Knowledge graph

The knowledge graph is the data substrate under everything. The four namespaces (memory, skills, tasks, user) live on top of it; so do every entity in every module (CRM, content, analytics).

If the agent ever cites a number, it came from here.

Shape

A typed graph in Postgres with three core tables:

TableContents
graph_nodesEntities — contacts, deals, accounts, documents, conversations, memories, skills, tasks. Each has a kind, a JSON data payload, and an embedding.
graph_edgesTyped relationships — belongs_to_account, replied_to, linked_to_deal, etc. Edges have their own data payload.
graph_node_embeddingsDecoupled embedding storage; supports 1536-dim (cloud) and 768-dim (selfhost) in parallel columns so swapping embedding providers doesn't require a rewrite.

Every module persists its entities as nodes. The agent doesn't query modules; it queries the graph. That's why agents can synthesize cross-module ("show me the deals that are stuck AND whose primary contact hasn't engaged with our content in 30 days") — the data is shape-compatible at the graph level.

Semantic search

The single most important RPC is graph_semantic_search. It accepts:

graph_semantic_search({
  p_tenant_id: uuid,           // always explicit — RLS contract
  p_query_text: string,        // for fuzzy fallback
  p_query_embedding: vector,   // primary signal
  p_kinds?: string[],          // filter by node kind
  p_limit?: number,            // top-N
  p_min_score?: number,        // floor
})

Returns ranked nodes with a score field combining:

  • Vector cosine — embedding similarity (primary)
  • pg_trgm — fuzzy text match (fallback when embedding dim mismatches, e.g. self-host on 768-dim)
  • Recency boost — newer nodes get a small boost
  • Kind weights — module-tunable

The agent calls this on every run. You can see what it pulled in the run drawer → Tool calls.

Embeddings

Cloud uses text-embedding-3-small (1536 dim). Self-host defaults to nomic-embed-text from Ollama (768 dim). Both write to graph_node_embeddings — into the column matching their dimension.

When graph_semantic_search is called, it picks the column matching the runtime embedding provider. If the embedding column for the runtime provider is empty (e.g. selfhost switched to OpenAI mid- deployment), it falls back to pg_trgm fuzzy on query_text. Recall degrades gracefully; the agent still gets results.

Citations

Every claim the agent makes is annotated with the graph nodes it came from. In the UI, hover any number, name, or summary — the citation drawer slides in showing the source rows. Click through to the entity for the full record.

The citation contract is enforced at the orchestrator's post-generation pass: if the model produces a number with no matching source in the assembled context, the post-processor flags it and the run is marked partial-confidence (still surfaces, with a visible warning).

Invalidation

When an entity changes — a deal moves stage, a contact gets edited — the graph node's updated_at bumps and any dashboard card or Today card that cited it gets invalidated. The card's regenerator re-runs, the user sees fresh content. See Dashboard surface for the invalidation plumbing.

Triggers + backfill

Every module's table has a Postgres trigger that mirrors writes into the graph. The triggers are generated and shipped as part of each release, so adding a new module type auto-wires it.
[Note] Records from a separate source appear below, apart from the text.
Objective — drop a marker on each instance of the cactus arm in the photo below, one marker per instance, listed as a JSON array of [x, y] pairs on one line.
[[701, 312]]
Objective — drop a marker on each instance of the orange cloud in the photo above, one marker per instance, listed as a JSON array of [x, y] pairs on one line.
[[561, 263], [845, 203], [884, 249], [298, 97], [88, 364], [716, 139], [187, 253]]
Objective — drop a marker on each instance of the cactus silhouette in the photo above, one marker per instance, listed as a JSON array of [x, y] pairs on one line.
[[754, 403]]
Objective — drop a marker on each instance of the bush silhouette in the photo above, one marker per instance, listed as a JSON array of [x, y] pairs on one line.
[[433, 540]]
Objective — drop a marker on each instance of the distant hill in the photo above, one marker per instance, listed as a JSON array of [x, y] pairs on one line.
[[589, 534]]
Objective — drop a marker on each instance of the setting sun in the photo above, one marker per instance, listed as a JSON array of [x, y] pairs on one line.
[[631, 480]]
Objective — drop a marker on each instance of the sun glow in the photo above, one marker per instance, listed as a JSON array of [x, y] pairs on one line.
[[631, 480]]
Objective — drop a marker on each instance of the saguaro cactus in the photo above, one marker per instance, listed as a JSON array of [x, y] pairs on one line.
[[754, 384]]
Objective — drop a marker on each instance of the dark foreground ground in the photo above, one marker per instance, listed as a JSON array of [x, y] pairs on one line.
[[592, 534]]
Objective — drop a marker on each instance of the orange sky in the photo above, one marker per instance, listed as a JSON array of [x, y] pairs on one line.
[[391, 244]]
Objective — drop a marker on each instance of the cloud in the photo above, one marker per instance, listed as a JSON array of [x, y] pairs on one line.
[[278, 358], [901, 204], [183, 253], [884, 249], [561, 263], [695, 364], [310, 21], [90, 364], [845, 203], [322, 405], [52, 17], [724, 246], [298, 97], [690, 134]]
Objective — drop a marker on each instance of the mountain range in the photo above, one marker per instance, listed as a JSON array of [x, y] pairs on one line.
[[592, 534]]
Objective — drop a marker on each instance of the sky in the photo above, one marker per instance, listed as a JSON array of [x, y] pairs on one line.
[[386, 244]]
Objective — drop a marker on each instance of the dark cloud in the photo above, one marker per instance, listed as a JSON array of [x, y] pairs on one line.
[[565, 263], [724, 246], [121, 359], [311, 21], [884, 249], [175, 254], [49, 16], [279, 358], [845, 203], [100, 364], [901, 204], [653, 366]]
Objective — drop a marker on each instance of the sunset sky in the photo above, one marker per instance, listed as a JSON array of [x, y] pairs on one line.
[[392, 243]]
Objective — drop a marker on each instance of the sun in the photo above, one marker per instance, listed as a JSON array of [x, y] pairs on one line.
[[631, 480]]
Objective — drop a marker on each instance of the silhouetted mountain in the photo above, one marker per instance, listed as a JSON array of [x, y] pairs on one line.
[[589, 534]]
The backfill scripts handle the initial population when you upgrade past a schema change.

For operators: trigger code is shipped as migrations. You shouldn't have to touch it day-to-day — ccd upgrade handles the migration apply.

Multi-tenant safety

Every graph query is RLS-enforced. Even graph_semantic_search takes p_tenant_id as an explicit parameter; the function does its own tenant-isolation check before falling through to the underlying tables (which also have RLS). Defense in depth.

The single exception is the cross-org benchmarks flow (cloud only) — it operates on aggregates only, with k-anonymity (k≥5) enforced. Raw nodes are never crossed. See Security model.

Performance

Common operations and their characteristics:

OperationLatency (typical)Notes
graph_semantic_search (kind-filtered, top 10)30–80 msIVFFlat index on embeddings, GIN on kind
Entity write + trigger fanout5–15 msTrigger is synchronous; keep payloads small
Card invalidation cascade<100 msAsync; runs in worker, not on the write path
Bulk import (1k contacts)~3 sEmbeddings batched; triggers honor batch context

The graph is sized for typical tenants up to ~5M entity nodes. Beyond that, sharding by tenant becomes interesting; the schema supports it but no automation yet.